Le titre de l’album, Exile Amongst The Ruins, est une sévère critique envers l’évolution de l’Europe. Tu l’as même qualifié de « voyage précipité et suicidaire vers l’immoralisme et la décadence. » Ce sont des mots forts !

Primordial a toujours employé des morts forts ! [Petits rires] Ecoute, il y a des choses à dire avant de discuter de ça. L’une est que les paroles et thèmes globaux ne sont pas abordés sous une perspective politique moderne, ils ne sont pas écrit sous une perspective de gauche ou de droite, même si je suis sûr que des gens le verront ainsi s’ils le veulent et s’en feront une idée sans savoir. Aussi, mes opinions politiques ne sont pas nécessairement les mêmes que celles du reste du groupe. En gros, le thème brut est que j’ai perçu une maladie au cœur de l’Occident, une sorte de maladie spirituelle. Les gens parlent désormais de l’Occident uniquement dans un sens péjoratif et négatif, et pourtant, c’est la culture qui nous a offert la Démocratie, les Lumières, la Renaissance, la révolution industrielle, de grandes œuvres de littérature, de grandes œuvres d’art, la musique classique, toutes ces choses, et ça me stupéfait qu’on ait remplacé tout sens d’estime de soi par un nihilisme le plus complet, du vide, de l’immoralité, une hypersexualité, de la décadence. Et j’observe, à tort ou à raison, ce que je perçois comme l’effacement de cette culture. C’est aussi une observation de l’antiintellectualisme, l’antiscience de certaines parties de l’occident, pour se diriger vers une sorte de nouveau puritanisme et théocratie.

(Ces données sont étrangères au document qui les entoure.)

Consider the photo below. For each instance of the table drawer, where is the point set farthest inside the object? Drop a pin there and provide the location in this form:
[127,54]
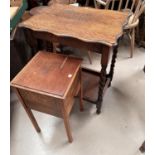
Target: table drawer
[42,103]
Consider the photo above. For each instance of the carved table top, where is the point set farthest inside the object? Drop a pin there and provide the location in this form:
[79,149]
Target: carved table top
[86,24]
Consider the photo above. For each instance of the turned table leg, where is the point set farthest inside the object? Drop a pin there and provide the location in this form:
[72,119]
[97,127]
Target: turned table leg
[103,78]
[113,61]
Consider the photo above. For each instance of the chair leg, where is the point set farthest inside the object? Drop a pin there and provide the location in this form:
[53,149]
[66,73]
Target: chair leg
[132,42]
[81,92]
[89,56]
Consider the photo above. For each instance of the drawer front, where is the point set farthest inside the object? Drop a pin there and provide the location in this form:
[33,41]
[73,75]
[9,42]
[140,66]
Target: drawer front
[68,103]
[42,103]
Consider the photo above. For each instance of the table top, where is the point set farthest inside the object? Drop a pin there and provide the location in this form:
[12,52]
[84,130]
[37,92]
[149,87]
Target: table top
[48,73]
[86,24]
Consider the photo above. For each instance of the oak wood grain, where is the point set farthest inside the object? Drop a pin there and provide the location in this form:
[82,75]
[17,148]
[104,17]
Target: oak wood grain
[48,65]
[86,24]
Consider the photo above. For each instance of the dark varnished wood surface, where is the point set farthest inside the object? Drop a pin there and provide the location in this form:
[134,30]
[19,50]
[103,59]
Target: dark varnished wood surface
[86,24]
[51,67]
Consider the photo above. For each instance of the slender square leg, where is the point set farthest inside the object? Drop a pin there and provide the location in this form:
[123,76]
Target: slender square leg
[28,111]
[81,92]
[67,125]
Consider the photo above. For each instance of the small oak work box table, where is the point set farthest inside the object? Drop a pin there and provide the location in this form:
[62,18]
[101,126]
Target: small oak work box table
[48,83]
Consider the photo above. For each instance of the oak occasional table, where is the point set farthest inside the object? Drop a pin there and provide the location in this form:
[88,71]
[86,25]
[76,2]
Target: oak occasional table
[48,83]
[83,28]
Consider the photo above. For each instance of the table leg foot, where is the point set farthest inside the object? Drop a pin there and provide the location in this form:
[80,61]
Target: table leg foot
[113,61]
[101,87]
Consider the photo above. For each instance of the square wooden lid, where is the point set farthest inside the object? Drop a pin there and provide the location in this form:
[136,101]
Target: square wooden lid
[48,73]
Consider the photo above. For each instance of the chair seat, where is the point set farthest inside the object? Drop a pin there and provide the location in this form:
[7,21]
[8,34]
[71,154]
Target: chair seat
[13,11]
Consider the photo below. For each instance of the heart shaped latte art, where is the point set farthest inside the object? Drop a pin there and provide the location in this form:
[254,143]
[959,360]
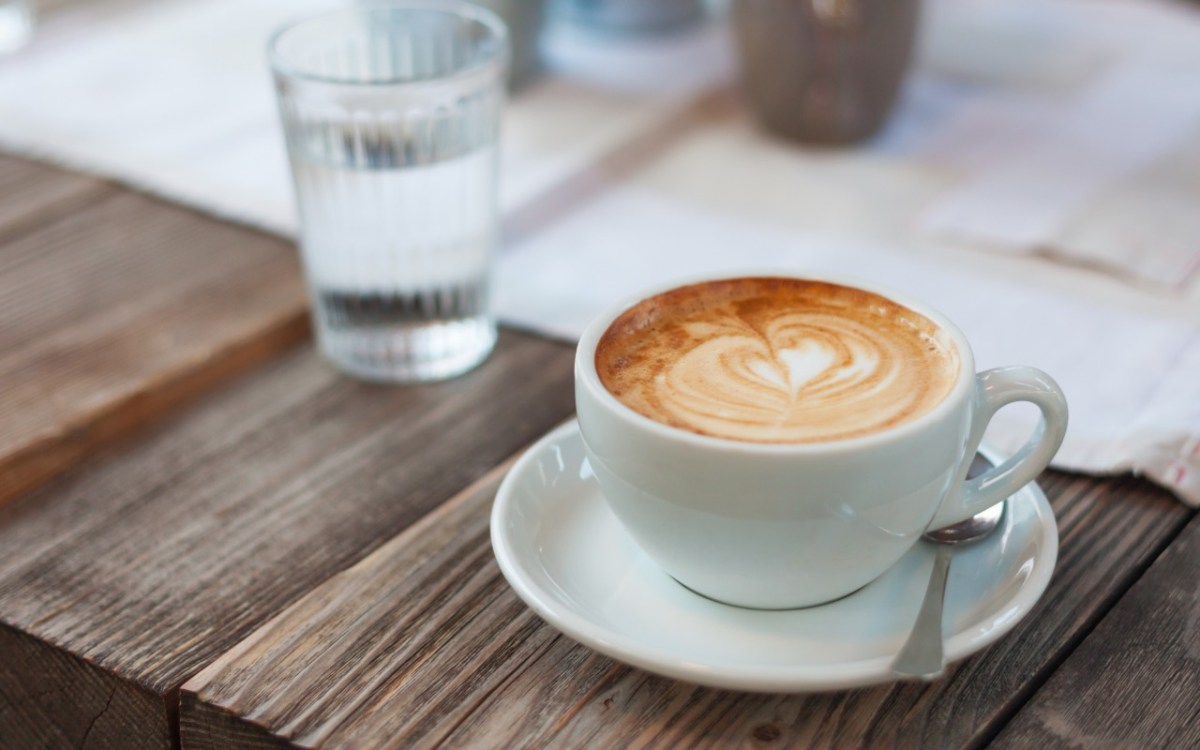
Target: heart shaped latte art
[825,366]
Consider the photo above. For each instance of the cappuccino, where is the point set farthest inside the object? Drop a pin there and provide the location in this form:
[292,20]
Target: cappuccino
[777,360]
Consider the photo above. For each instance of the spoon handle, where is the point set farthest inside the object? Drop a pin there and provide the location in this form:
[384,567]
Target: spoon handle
[922,654]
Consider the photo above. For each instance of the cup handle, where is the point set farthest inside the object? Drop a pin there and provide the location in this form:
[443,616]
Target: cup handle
[995,389]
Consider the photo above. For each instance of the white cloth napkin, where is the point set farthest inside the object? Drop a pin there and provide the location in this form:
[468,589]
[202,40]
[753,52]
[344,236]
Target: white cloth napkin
[1074,131]
[616,179]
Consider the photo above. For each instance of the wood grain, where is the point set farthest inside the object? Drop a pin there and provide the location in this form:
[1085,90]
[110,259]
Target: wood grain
[149,563]
[424,645]
[115,307]
[33,195]
[1134,684]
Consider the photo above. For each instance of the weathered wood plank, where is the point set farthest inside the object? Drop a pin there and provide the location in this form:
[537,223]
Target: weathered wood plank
[33,195]
[424,645]
[1134,684]
[149,563]
[115,307]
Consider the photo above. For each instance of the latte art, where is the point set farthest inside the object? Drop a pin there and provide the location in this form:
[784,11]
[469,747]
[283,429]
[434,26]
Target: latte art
[777,360]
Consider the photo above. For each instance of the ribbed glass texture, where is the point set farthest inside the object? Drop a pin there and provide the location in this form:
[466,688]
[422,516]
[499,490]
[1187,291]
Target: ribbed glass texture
[391,114]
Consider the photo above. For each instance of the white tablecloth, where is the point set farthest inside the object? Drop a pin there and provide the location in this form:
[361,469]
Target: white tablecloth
[1063,133]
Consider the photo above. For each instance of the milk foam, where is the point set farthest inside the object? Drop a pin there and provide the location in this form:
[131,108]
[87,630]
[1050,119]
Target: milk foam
[777,360]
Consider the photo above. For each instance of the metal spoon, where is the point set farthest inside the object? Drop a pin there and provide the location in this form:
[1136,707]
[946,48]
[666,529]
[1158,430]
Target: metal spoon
[922,654]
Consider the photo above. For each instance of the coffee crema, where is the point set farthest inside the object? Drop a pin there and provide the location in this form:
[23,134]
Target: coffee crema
[777,360]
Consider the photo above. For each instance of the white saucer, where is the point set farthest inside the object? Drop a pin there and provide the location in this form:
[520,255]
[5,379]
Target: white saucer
[569,558]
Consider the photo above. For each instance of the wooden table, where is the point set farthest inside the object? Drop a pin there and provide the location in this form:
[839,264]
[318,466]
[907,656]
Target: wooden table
[210,540]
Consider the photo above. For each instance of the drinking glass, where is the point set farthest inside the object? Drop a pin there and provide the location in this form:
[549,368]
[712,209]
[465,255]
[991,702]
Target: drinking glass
[391,115]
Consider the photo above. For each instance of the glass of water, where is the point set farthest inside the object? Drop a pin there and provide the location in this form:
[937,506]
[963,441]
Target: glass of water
[391,115]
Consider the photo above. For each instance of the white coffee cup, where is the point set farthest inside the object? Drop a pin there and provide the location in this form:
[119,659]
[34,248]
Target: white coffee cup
[781,526]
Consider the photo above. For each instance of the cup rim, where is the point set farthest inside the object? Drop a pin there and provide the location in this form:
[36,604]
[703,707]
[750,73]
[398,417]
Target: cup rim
[587,376]
[460,9]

Bien sûr que ce sont des mots forts mais Primordial a toujours abordé des sujets graves. Si vous recherchez des licornes et des pirates, je pense qu’il faut regarder ailleurs. Donc ouais, il y a toujours cette approche de sujets lourds. Je me suis intéressé à l’Europe du XVème et XVIème siècle, à la Réforme, au Luthéranisme, jusqu’à Isaac Newton, la séparation de la science et de la magie, et ensuite les valeurs des Lumières comme la rationalité, la séparation de l’église et de l’état, tous ces mouvements, y compris le mouvement d’empirisme avec lequel on semble faire marche arrière via notre relation cancéreuse aux réseaux sociaux, parmi tant d’autres choses, mais ce n’est que mon observation. Et il ne faut pas oublier aussi que je ne suis qu’un chanteur dans un groupe de heavy metal, pas un politicien. Une partie de ce que je raconte est dramatisé, c’est du pathos et de la poésie. C’est volontairement écrit de cette façon pour aller avec le côté dramatique du heavy metal. Ce n’est pas du punk ou je ne sais quoi…

Tu as dit avoir « beaucoup réfléchi à la perte de nos anciens systèmes magiques européens, la perte de notre spiritualité. » Penses-tu que ce soit essentiel à une civilisation ?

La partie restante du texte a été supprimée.